I followed him downstairs to the garage. There was a silver Jaguar sedan, a black Porsche Boxter, and a red BMW. I would have given anything to own one of them. Tristan seemed not to notice. He opened the door of the Jag for me, then slid into the driver's seat. He pressed a button on the key ring and the garage door opened, then closed when we pulled out.

He seemed to drive aimlessly, but I noticed we were heading towards the University District. His keen blue eyes flicked back and forth, looking for something. He found a parking place on the "Ave", then parked and motioned me to follow him out of the car.

"Come," he commanded, and I got out of the car and followed him. "This is your first lesson," he explained, "You've become a killer, out of the many killers in this world. For me, the only way I justify doing what I need to survive is to try to never kill the innocent. You are not God, but you can do God's work, so to speak. Some day you may decide to give up hunting humans altogether. Some of us do. It's a noble way to live but not an easy one. For right now it will be best if you stay close to home and do your hunting here."

We walked along the "Ave", him elegant in his raincoat, silk pants and shirt. Compared to him I felt gauche and awkward. So uncaring did he seem that when he came upon a girl being robbed at knifepoint, the perpetrator didn't even seem to notice him until he grabbed his shoulder. His grip must have been powerful because the creep he had hold of was wincing and saying, "Ow, ow, let me go."

"Go," he said to the girl, pushing her away from him, "You do not want to see this." She looked with terrified eyes, then turned and fled, not looking back.
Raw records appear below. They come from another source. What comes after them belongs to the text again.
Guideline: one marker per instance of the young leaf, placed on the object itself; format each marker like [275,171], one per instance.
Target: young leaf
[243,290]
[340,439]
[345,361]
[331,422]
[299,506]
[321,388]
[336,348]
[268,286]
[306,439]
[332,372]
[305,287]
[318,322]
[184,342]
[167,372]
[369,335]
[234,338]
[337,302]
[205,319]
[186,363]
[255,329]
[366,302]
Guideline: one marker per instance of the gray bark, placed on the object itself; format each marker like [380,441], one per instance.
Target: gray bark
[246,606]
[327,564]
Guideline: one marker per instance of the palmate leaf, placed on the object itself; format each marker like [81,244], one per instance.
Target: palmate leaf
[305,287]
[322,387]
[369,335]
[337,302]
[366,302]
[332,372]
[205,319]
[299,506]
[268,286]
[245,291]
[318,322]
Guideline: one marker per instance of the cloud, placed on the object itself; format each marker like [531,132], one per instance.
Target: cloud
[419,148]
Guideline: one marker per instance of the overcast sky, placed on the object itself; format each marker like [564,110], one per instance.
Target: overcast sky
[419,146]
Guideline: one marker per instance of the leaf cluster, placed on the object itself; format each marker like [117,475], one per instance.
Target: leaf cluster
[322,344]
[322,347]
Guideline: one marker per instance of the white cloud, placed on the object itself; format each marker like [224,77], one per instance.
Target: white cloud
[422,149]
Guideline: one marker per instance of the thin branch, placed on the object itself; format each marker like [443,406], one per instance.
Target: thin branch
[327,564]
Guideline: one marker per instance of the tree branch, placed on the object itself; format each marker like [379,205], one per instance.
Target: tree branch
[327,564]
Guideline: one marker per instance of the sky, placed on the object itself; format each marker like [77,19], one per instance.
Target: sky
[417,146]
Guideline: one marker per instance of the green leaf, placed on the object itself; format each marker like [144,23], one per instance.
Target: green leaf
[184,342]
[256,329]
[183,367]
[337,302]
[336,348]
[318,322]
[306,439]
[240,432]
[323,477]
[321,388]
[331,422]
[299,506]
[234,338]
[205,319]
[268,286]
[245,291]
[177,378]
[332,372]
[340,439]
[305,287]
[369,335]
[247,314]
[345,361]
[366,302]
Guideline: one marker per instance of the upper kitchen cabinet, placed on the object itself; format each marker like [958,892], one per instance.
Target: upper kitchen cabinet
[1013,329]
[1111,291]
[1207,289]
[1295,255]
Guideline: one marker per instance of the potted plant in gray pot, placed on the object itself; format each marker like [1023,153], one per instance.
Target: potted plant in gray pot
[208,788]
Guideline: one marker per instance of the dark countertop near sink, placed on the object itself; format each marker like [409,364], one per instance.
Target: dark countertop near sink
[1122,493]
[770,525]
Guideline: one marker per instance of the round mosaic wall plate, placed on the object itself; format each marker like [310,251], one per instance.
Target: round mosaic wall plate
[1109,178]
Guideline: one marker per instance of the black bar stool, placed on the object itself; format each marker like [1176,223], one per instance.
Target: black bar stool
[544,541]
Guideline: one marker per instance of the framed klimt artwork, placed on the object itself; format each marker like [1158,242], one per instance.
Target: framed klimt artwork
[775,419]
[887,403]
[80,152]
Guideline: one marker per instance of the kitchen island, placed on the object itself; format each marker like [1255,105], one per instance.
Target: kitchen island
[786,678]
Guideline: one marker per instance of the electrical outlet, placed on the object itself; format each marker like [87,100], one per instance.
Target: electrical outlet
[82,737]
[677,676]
"Now watch," he told me and sank his fangs into the hood's neck just long enough to weaken him, then he beckoned me and directed me to pick up where he left off.

I was both horrified and fascinated. Something must have been changing in me that was affecting my mind as much as my body. I walked slowly over to the thug trapped in Tristan's arms and sank my teeth awkwardly into his neck as Tristan watched.

It wasn't the easiest thing I'd ever done, I didn't have a vampire's fangs yet, but I managed. Part of me felt aghast at what I no sooner, part of me felt exhilarated.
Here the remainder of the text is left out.